Sedang Trending 1 bulan yang lalu
Wakil Ketua DPR Sufmi Dasco Ahmad menyampaikan keterangan pers mengenai nilai bahan bakar minyak (BBM) di Kompleks Parlemen, Senayan, Jakarta, Selasa (31/3/2026). Foto: Dhemas Reviyanto/ANTARA FOTO

Wakil Ketua DPR, Sufmi Dasco Ahmad, menyampaikan bahwa rumor ratifikasi konvensi internasional mengenai perlindungan pekerja bakal didorong melalui Satgas Mitigasi Pemutusan Hubungan Kerja (PHK) dan Kesejahteraan Buruh.

Langkah ini diambil untuk memastikan hak-hak buruh, termasuk perlindungan terhadap pelecehan dan kekerasan di tempat kerja, dapat ditegakkan secara umum di Indonesia.

“Nah, termasuk dengan kemudian ratifikasi nan belum tentang masalah perlindungan terhadap pelecehan dan lain-lain, itu kelak kita bawa ke Satgas Mitigasi dan Kesejahteraan Buruh untuk kemudian didorong untuk dilakukan ratifikasi,” ujar Dasco saat menerima audiensi serikat pekerja di Gedung DPR, Jakarta, Jumat (1/5).

Ketua Umum KASBI, Sunarno, menyoroti beberapa konvensi ILO (Organisasi Perburuhan Internasional milik PBB) nan hingga sekarang belum diratifikasi oleh pemerintah Indonesia.

Salah satunya adalah Konvensi ILO 188 nan mengatur hak-hak pekerja di sektor perikanan dan kelautan, serta Konvensi ILO 190 nan mengenai dengan pencegahan kekerasan dan pelecehan di bumi kerja.

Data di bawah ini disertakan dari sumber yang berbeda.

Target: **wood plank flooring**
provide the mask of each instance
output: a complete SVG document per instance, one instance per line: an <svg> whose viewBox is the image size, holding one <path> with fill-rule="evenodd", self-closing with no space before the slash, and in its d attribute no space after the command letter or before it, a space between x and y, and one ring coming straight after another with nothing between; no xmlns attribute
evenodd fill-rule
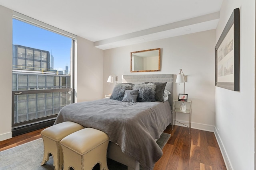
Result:
<svg viewBox="0 0 256 170"><path fill-rule="evenodd" d="M41 137L44 129L0 141L0 151ZM213 132L174 126L164 132L172 135L154 170L226 170Z"/></svg>

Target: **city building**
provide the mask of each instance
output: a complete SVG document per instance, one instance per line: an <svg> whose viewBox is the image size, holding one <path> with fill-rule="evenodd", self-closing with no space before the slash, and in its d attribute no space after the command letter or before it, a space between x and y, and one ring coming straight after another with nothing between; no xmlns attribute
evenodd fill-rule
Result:
<svg viewBox="0 0 256 170"><path fill-rule="evenodd" d="M70 88L70 76L52 69L49 51L13 45L12 55L12 91L19 91L13 94L13 124L57 114L71 103L70 92L46 90Z"/></svg>

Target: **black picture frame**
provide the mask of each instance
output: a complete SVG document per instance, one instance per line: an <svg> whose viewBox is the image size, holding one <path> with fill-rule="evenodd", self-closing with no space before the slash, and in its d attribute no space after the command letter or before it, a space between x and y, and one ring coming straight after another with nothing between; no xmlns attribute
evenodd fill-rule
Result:
<svg viewBox="0 0 256 170"><path fill-rule="evenodd" d="M178 100L179 101L188 102L188 94L179 94Z"/></svg>
<svg viewBox="0 0 256 170"><path fill-rule="evenodd" d="M234 10L215 46L215 86L240 90L239 8Z"/></svg>

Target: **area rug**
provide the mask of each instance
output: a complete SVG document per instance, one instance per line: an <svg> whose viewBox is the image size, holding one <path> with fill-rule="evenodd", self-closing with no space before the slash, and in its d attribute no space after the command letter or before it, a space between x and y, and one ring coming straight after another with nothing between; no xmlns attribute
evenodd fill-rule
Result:
<svg viewBox="0 0 256 170"><path fill-rule="evenodd" d="M163 133L156 143L162 149L171 135ZM47 163L41 166L44 154L42 138L0 152L0 170L54 170L52 156ZM109 170L126 170L127 167L108 159ZM94 170L98 169L96 166Z"/></svg>

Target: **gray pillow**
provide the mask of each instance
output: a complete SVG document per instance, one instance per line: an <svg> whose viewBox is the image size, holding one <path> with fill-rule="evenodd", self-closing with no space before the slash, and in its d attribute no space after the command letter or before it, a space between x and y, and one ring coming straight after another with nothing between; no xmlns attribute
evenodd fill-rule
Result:
<svg viewBox="0 0 256 170"><path fill-rule="evenodd" d="M124 98L125 90L132 90L132 85L126 84L117 83L109 98L113 100L121 101Z"/></svg>
<svg viewBox="0 0 256 170"><path fill-rule="evenodd" d="M122 101L124 102L136 103L139 90L127 90Z"/></svg>
<svg viewBox="0 0 256 170"><path fill-rule="evenodd" d="M145 82L145 84L147 84L148 83L154 83L156 84L156 90L155 90L156 91L156 95L155 96L156 100L162 102L164 102L164 92L167 82Z"/></svg>
<svg viewBox="0 0 256 170"><path fill-rule="evenodd" d="M133 90L138 90L139 93L137 98L137 102L156 102L155 95L156 85L153 83L135 84Z"/></svg>

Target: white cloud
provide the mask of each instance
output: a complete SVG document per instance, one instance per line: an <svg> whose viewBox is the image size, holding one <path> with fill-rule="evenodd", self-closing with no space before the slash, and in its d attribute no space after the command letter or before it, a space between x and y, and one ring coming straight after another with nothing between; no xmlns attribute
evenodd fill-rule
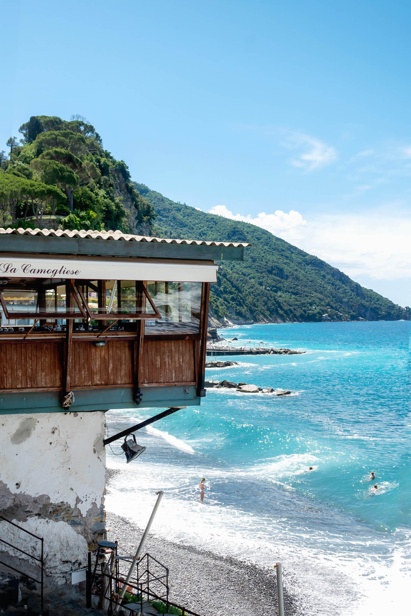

“Lalu di perihal lain mungkin kami juga menyoroti soal ratifikasi Konvensi ILO 188 tentang pekerja perikanan alias kelautan alias maritim. Lalu juga konvensi ratifikasi konvensi ILO 190 lantaran di Indonesia belum diratifikasi tentang tindakan kekerasan alias pelecehan di bumi kerja. Nah mestinya apa pemerintah kita bisa melakukan ratifikasi itu,” kata Sunarno.

Sunarno menekankan ratifikasi konvensi-konvensi ini bukan hanya soal memenuhi tanggungjawab internasional, tetapi juga memastikan perlindungan nyata bagi pekerja di Indonesia.

Massa pekerja mengikuti peringatan Hari Buruh Internasional alias May Day 2026 di area Monumen Nasional (Monas), Jakarta, Jumat (1/5/2026). Foto: Bayu Pratama S/ANTARA FOTO

Ia menambahkan persoalan ruang kerakyatan juga menjadi perhatian serikat buruh, terutama untuk melindungi aktivis nan memperjuangkan kewenangan pekerja dan masyarakat.

“Lalu kami juga menyoroti soal ruang kerakyatan kita nan ini juga menjadi bagian dari cita-cita reformasi 98 agar kerakyatan kita ini tetap dijaga. Sehingga ketika ada kebijakan-kebijakan dari pemerintah nan baik pusat maupun wilayah nan tidak berpihak kepada masyarakatnya, mereka juga bisa menyampaikan secara langsung baik kepala wilayah di pusat dan juga DPR RI,” ujar Sunarno.

Menurutnya, ruang kerakyatan nan terjaga bakal menghindari kriminalisasi terhadap aktivis serikat buruh, petani, maupun mahasiswa nan menyuarakan aspirasi rakyat.

“Artinya soal kerakyatan ini angan kami tetap terus dijaga, jangan lagi terulang kriminalisasi aktivis-aktivis aktivitas dari serikat buruh, petani alias apalagi ke mahasiswa. Dan tentunya lantaran mungkin di beberapa waktu nan lampau terutama di tindakan ada tindakan Agustus banyak kawan-kawan muda alias mahasiswa nan juga di dikriminalisasi, tetap ditahan dan angan kami itu bisa segera dibebaskan,” ungkapnya.